The canonical SMILES for methyl (1R,2S,3S,4S)-3-[[(2R)-1-(tert-butylamino)-1-oxobutan-2-yl]-prop-2-enylamino]-7-oxabicyclo[2.2.1]hept-5-ene-2-carboxylate is C=CCN([C@H]1[C@H](C(=O)OC)[C@H]2C=C[C@@H]1O2)[C@H](CC)C(=O)NC(C)(C)C.
What is the InChIKey of methyl (1R,2S,3S,4S)-3-[[(2R)-1-(tert-butylamino)-1-oxobutan-2-yl]-prop-2-enylamino]-7-oxabicyclo[2.2.1]hept-5-ene-2-carboxylate?
The InChIKey is FDRPUYCPGDFUSF-IBEHDNSVSA-N. The full InChI is InChI=1S/C19H30N2O4/c1-7-11-21(12(8-2)17(22)20-19(3,4)5)16-14-10-9-13(25-14)15(16)18(23)24-6/h7,9-10,12-16H,1,8,11H2,2-6H3,(H,20,22)/t12-,13-,14+,15-,16-/m1/s1.

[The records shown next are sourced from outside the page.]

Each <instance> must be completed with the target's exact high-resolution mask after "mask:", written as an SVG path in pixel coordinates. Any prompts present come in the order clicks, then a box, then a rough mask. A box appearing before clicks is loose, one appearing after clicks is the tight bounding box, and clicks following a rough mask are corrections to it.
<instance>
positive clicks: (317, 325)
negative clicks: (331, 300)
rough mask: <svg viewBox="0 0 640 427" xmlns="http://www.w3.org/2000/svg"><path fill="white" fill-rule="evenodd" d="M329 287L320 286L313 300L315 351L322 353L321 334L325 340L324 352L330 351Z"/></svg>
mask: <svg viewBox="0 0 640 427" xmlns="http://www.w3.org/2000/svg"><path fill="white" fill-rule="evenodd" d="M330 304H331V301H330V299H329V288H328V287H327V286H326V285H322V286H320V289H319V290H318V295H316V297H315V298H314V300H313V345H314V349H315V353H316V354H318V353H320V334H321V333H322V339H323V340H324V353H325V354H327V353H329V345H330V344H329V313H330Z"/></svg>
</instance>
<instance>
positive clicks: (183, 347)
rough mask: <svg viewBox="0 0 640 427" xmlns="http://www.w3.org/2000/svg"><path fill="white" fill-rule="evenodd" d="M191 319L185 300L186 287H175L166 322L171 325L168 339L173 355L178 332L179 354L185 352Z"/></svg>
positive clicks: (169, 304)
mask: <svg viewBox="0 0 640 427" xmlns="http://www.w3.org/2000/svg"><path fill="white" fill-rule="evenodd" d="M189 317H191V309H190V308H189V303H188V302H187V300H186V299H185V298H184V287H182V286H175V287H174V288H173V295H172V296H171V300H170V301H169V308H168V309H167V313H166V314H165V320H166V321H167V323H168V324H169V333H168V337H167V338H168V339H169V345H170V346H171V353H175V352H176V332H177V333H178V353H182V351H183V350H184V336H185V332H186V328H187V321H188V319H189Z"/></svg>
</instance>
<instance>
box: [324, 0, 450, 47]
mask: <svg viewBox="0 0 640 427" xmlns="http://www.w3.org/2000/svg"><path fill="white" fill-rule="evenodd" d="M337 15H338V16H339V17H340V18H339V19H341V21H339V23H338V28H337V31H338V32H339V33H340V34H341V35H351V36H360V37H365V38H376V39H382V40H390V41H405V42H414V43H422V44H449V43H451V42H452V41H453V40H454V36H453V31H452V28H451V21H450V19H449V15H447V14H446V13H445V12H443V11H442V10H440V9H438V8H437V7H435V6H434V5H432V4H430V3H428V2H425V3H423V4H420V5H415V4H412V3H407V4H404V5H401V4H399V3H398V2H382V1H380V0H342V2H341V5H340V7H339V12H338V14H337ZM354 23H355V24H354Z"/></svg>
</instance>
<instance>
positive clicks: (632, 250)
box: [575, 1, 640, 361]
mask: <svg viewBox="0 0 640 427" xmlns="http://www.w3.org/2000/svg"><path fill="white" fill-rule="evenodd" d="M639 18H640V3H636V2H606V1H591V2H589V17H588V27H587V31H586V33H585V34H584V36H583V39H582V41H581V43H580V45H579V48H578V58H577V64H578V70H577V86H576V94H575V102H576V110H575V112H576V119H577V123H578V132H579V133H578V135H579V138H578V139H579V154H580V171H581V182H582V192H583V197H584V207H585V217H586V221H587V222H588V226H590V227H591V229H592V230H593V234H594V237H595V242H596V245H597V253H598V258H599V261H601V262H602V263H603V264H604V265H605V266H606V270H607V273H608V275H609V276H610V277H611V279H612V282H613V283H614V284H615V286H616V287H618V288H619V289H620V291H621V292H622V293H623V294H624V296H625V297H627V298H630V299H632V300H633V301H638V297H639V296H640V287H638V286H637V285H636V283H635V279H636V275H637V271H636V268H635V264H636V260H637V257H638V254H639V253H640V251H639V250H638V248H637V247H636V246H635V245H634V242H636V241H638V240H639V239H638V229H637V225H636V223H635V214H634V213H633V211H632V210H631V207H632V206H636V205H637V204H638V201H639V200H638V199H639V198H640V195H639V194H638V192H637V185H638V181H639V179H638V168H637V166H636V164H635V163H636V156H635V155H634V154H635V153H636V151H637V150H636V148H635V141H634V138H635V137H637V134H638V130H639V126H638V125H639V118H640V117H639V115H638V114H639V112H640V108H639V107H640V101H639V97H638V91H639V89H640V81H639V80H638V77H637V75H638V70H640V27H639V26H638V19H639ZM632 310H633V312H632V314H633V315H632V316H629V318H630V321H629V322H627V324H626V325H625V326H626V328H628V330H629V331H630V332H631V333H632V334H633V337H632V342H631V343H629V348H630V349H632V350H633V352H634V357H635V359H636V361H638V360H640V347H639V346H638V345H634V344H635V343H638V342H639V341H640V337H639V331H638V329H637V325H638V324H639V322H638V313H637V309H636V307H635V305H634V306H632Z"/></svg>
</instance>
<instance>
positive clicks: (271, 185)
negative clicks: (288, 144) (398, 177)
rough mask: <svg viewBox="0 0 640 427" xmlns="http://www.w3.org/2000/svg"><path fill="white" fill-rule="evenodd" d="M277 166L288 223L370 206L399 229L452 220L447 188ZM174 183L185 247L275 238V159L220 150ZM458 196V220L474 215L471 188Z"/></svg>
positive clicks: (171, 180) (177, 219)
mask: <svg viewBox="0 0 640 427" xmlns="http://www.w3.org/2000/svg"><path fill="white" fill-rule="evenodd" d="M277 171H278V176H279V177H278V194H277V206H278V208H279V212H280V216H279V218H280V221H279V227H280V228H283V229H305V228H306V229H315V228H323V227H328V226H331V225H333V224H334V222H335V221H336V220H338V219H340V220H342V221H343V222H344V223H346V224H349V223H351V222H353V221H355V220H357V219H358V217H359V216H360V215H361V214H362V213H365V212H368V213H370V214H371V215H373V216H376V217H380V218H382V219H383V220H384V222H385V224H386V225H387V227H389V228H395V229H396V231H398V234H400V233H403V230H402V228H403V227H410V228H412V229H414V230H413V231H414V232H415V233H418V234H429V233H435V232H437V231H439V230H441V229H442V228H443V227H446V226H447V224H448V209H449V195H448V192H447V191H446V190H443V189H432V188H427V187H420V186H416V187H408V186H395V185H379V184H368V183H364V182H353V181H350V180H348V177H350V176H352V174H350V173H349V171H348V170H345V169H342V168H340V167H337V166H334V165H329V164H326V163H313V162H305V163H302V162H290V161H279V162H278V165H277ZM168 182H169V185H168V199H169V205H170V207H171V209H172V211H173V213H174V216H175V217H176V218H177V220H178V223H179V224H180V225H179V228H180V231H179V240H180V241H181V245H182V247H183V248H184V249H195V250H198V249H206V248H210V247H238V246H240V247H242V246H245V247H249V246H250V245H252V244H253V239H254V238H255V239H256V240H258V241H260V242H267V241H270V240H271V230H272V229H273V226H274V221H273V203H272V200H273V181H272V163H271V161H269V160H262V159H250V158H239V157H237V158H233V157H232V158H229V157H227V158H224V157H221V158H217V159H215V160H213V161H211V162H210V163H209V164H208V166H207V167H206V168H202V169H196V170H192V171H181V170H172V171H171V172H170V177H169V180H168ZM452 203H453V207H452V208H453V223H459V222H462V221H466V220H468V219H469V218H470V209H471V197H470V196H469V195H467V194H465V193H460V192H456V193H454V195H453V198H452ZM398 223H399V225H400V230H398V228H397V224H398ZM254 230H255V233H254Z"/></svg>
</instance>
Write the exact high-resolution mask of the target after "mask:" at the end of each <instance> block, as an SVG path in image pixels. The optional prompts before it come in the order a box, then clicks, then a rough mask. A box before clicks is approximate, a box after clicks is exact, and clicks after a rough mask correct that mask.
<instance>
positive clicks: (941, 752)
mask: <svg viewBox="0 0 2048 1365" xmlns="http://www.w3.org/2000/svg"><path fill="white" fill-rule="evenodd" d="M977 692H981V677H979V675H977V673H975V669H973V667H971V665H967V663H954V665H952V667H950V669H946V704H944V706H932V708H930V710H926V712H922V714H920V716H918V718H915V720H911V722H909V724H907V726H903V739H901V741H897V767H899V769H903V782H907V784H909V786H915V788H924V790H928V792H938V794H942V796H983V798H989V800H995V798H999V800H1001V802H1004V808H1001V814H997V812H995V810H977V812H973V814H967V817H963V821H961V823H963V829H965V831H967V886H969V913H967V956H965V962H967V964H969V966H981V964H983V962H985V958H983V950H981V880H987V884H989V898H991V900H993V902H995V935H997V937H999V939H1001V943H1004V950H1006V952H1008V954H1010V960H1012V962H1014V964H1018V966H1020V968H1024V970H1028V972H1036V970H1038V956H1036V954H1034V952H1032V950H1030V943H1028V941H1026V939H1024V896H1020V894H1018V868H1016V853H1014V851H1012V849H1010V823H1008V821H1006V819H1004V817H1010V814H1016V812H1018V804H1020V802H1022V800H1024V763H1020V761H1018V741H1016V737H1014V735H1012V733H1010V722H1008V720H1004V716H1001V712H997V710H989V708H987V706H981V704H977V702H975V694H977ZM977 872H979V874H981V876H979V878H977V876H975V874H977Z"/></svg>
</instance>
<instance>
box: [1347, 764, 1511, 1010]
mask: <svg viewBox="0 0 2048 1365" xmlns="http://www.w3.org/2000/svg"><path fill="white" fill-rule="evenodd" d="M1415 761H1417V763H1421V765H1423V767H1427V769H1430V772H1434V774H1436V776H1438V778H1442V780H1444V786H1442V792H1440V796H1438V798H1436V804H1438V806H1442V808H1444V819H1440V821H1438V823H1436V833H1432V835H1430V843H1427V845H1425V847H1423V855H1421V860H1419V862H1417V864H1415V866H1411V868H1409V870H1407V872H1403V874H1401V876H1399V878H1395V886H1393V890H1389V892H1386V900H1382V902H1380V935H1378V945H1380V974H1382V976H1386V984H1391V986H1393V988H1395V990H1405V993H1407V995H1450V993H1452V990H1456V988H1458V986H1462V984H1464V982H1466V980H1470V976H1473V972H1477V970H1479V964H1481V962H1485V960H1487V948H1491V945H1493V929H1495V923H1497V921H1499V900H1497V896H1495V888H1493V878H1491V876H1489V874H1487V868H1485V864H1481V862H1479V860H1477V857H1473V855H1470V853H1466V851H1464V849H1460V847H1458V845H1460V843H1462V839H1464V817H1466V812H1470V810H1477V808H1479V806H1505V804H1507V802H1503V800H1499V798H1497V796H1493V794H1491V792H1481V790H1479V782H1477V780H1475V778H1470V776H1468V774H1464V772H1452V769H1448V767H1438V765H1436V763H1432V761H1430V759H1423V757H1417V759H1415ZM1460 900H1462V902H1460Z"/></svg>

What are the key properties of methyl (1R,2S,3S,4S)-3-[[(2R)-1-(tert-butylamino)-1-oxobutan-2-yl]-prop-2-enylamino]-7-oxabicyclo[2.2.1]hept-5-ene-2-carboxylate?
methyl (1R,2S,3S,4S)-3-[[(2R)-1-(tert-butylamino)-1-oxobutan-2-yl]-prop-2-enylamino]-7-oxabicyclo[2.2.1]hept-5-ene-2-carboxylate has a molecular weight of 350.46 g/mol, XLogP of 1.66, 7 rotatable bonds, 1 hydrogen bond donors, and 5 hydrogen bond acceptors.
Where does this data come from?
All data for methyl (1R,2S,3S,4S)-3-[[(2R)-1-(tert-butylamino)-1-oxobutan-2-yl]-prop-2-enylamino]-7-oxabicyclo[2.2.1]hept-5-ene-2-carboxylate is sourced from PubChem (CID 102342883), the world's largest open chemistry database maintained by the National Library of Medicine (NIH).